Emma recommends trying ‘overnight oats’:

“It takes less time to prepare than boiling the kettle,” she explains. “Your oats soak in the fridge overnight and are ready to eat first thing in the morning.”

“So if you fancy cereal for your breakfast, look for lower sugar, wholegrain varieties and maybe add some of your own fruit to increase the nutrient content too.”

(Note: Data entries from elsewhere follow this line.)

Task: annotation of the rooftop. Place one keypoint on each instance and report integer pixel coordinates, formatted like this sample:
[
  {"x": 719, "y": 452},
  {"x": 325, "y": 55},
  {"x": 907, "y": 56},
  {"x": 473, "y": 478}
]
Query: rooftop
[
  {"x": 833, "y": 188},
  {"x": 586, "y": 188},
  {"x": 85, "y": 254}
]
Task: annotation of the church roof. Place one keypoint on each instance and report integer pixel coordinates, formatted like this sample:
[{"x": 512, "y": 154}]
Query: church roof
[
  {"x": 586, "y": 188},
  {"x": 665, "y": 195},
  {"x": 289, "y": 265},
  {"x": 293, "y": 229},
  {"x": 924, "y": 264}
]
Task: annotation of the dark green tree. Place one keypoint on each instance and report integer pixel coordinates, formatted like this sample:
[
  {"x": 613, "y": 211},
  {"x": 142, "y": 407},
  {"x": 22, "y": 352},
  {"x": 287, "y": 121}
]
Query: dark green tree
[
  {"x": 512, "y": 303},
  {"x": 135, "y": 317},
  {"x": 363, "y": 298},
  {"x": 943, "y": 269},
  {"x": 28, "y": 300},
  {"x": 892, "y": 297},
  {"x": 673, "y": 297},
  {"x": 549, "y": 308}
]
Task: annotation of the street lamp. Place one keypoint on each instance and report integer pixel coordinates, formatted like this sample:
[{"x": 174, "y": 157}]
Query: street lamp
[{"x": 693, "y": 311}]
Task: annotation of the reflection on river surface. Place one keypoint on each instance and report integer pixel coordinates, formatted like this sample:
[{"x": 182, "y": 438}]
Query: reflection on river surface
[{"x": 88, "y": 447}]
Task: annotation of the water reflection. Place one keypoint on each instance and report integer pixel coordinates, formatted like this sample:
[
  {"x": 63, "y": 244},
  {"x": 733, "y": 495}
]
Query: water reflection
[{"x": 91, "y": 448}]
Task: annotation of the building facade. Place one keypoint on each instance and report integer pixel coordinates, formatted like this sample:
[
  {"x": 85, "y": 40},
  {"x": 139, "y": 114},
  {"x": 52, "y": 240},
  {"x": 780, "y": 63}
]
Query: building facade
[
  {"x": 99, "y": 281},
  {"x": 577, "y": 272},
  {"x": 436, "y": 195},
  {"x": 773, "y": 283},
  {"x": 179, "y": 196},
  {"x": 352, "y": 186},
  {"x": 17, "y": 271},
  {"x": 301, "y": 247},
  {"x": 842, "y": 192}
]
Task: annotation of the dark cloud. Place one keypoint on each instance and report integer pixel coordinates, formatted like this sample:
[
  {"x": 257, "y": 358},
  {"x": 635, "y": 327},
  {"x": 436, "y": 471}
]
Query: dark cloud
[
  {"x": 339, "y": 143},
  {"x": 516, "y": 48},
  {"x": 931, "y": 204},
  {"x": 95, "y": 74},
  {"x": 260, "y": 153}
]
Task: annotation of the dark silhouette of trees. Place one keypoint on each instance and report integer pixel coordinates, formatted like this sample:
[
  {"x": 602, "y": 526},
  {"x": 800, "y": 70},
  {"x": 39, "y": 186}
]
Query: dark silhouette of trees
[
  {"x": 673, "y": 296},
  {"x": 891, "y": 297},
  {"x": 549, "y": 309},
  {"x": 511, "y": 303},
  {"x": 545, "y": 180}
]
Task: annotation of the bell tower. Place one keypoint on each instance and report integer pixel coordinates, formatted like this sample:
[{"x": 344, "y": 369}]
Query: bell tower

Emma's easy overnight oats

Emma's easy overnight oats

Serves 1 - 388 kcals per serving

Kcals Fat Sat fat Carbs Sugar Protein Salt
388 7.3g 2.1g 74.7g 44.4g 10.9g 0.16g

Ingredients

  • 40g rolled oats or porridge oats (not instant)
  • 1 tbsp dried cranberries
  • 125ml semi-skimmed milk (or unsweetened soya or almond milk)
  • 1 apple, peeled, cored and cubed
  • Pinch of ground cinnamon
  • 1 tsp chia seeds or milled flaxseed
  • 1 tsp runny honey

Method

  1. Mix the oats, seeds and milk together in a bowl. Spoon half the mixture into an airtight jar or container and top with half the apple and cranberries. Repeat with the remaining oat mix and fruit.
  2. Cover and leave in the fridge overnight.
  3. Before serving, top with the cinnamon and honey. Enjoy!
  4. *Tip – This can be eaten hot or cold. To heat, microwave on high for 1½ minutes.

We’ve highlighted the sugar content of a selection of breakfast cereals, but you can assess the sugar content of any cereal yourself by looking at the nutrient label: Find out how much sugar is in 100g and then work out if it is healthy or not by using the following grid.

Check out how much sugar is in some popular cereals here:

5g or less

'Best of the bunch'

5g-22.5g

'Don't have very often'

22.5g+

'Once in a while'


Kellogg Frosties

11.1g per 30g serving / 37g per 100g serving

Kellogg Coco Pops

11g per 30g serving / 35g per 100g serving

Kellogg Crunchy Nut Cornflakes

11g per 30g serving / 35g per 100g serving

Nestle Lion cereal

8.7g per 30g serving / 29g per 100g serving

Nestle Nesquik

7.5g per serving / 25g per 100g serving

Nestle Cookie Crisp

7.5g per serving / 25g per 100g serving

Nestle Cheerio's Honey

7.2g per serving / 24g per 100g serving

Kellogg Frozen cereal

6.3g per serving / 21g per 100g serving

Nestle Cheerio's Multigrain

6.3g per serving / 21g per 100g serving

Kellogg Special K

4.5g per serving / 15g per 100g serving

Kellogg All Bran Flakes

4.2g per serving / 14g per 100g serving

Kellogg Rice Krispies

3g per serving / 10g per 100g serving

Kellogg Corn Flakes

2.4g per serving / 8g per 100g serving

Weetabix

1.7g per serving / 4.4g per 100g

Nestle Shredded Wheat

0.3g per serving / 0.7g per 100g

Nutritionist Emma Brown, MSc Human Nutrition is passionate about how food science applies to the human body, and how the nutrients in what we eat affect us and ultimately have an impact on our health.